On Jan. 23, the Wall Street Journal published a profile of Douglas Faneuil, who was the assistant to the broker of "style maven" Martha Stewart. (Not AP style, mind you.)
For some reason, one of the authors (Matthew Rose or Kara Scannell) included something from Faneuil's Friendster profile:
In a profile Mr. Faneuil wrote about himself for an online networking site called Friendster, he listed his current occupation as: "professional job seeker." One friend commented on the site that Mr. Faneuil is "the only person I know who can pull off being the sweetest guy in the world while also being the most wanted by the federal government." Through his lawyer, Mr. Faneuil declined to comment.On Romenesko's letters site, Jonathan Katz takes the financial paper of record to task.

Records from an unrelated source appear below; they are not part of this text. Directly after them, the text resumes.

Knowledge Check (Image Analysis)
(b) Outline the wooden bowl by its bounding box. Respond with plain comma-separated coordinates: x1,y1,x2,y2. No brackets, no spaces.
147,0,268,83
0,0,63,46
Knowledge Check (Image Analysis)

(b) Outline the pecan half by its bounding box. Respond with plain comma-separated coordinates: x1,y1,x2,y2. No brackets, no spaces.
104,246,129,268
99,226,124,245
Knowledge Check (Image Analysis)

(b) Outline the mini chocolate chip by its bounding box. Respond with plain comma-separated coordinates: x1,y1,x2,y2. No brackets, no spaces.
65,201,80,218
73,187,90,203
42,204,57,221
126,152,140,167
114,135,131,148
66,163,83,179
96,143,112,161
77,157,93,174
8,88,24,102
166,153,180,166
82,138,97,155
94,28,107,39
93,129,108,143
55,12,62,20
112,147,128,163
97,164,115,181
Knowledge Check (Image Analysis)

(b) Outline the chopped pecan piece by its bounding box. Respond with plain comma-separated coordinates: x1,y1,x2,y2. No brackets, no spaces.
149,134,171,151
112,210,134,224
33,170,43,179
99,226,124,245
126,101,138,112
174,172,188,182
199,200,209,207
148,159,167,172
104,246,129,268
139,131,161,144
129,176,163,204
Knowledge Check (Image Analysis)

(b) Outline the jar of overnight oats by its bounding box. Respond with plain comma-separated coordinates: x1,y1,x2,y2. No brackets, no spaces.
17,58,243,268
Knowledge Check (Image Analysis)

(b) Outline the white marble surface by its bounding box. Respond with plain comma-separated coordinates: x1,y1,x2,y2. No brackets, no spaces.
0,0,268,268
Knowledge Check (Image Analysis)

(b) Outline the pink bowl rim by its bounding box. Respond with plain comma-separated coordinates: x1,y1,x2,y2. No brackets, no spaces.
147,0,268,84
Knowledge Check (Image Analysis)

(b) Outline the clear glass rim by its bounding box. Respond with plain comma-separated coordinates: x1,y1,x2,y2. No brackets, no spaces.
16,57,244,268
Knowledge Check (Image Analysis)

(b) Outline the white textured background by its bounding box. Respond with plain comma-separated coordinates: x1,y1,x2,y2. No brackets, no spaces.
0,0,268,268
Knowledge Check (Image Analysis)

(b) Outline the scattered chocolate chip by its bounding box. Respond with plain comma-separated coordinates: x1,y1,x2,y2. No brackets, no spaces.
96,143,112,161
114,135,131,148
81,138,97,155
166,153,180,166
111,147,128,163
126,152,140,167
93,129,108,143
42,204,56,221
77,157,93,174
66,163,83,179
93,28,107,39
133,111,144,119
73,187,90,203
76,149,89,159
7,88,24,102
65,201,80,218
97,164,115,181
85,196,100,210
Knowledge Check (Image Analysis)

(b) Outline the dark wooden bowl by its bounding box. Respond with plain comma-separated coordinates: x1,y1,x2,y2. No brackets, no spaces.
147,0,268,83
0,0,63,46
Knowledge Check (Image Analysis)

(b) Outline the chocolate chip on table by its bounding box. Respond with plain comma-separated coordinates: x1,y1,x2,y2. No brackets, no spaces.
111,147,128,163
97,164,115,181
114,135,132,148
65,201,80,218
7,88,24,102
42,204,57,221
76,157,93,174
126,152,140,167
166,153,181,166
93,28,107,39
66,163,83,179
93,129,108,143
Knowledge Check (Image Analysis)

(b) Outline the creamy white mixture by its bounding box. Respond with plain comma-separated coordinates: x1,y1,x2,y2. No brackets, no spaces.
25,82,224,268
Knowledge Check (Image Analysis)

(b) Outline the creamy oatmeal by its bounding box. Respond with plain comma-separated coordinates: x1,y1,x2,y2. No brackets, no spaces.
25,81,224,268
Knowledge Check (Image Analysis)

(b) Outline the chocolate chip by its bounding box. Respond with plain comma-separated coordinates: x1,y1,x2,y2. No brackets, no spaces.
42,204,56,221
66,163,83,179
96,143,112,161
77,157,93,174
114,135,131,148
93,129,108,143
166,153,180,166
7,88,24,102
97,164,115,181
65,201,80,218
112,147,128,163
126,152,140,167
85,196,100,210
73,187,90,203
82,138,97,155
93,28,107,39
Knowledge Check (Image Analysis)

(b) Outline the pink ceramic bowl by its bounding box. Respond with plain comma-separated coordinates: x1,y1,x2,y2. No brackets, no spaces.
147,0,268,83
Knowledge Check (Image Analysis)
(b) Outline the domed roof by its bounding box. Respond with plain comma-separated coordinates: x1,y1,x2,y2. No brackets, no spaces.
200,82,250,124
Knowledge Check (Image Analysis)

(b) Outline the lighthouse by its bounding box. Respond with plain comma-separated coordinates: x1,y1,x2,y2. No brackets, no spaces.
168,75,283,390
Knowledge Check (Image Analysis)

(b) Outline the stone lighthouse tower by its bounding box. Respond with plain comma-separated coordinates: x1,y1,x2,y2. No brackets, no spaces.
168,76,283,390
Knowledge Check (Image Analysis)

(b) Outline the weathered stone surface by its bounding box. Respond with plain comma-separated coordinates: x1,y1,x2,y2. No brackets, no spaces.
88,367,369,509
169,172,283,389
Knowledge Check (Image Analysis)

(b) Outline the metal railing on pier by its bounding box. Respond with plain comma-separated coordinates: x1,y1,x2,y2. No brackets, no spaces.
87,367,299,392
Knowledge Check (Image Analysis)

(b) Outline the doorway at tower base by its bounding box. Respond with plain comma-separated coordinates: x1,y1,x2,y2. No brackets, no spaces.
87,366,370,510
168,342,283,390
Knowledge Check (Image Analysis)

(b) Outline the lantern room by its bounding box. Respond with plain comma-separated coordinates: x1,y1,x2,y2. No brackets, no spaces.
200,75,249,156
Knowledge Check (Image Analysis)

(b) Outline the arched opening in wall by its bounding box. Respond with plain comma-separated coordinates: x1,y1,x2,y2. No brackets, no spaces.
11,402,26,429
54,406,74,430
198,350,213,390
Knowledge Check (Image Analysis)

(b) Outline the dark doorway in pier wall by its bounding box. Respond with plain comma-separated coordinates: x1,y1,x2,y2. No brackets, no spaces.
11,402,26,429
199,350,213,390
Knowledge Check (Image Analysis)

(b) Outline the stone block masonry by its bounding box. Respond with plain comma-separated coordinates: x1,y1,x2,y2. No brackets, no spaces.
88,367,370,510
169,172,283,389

I guess there are more stupid, less ethical ways to report, but I can't think of any. To access a Friendster profile first of all means that you are five degrees of separation or less from the person in question, which means the reporters are admitting that they, or one of their colleagues, have friends in common with the subject.(Now that this Friendster secret is out, I might as well tell you that I'm not dating Larry Eustachy.)
Secondly, the information is basically private. The conceit of the site is that not just anybody can access your profile. Should you post anything online you don't want the world to read? No. But reprinting a personal ad in the Wall Street Journal is just creepy.
But most of all, the reporters missed a crucial detail: Everybody on Friendster lies.
I think it's pretty clear that Jonathan is right: Friendster information does not belong in a serious WSJ article. The tone of the site dictates frivolity, exaggeration and lies. And this Friendster "friend" the article sites had no intention of his testimonial to be published later.
But this should be another lesson in "Watch what you write on the Internet." There's no telling what Google will be able to pull up on you.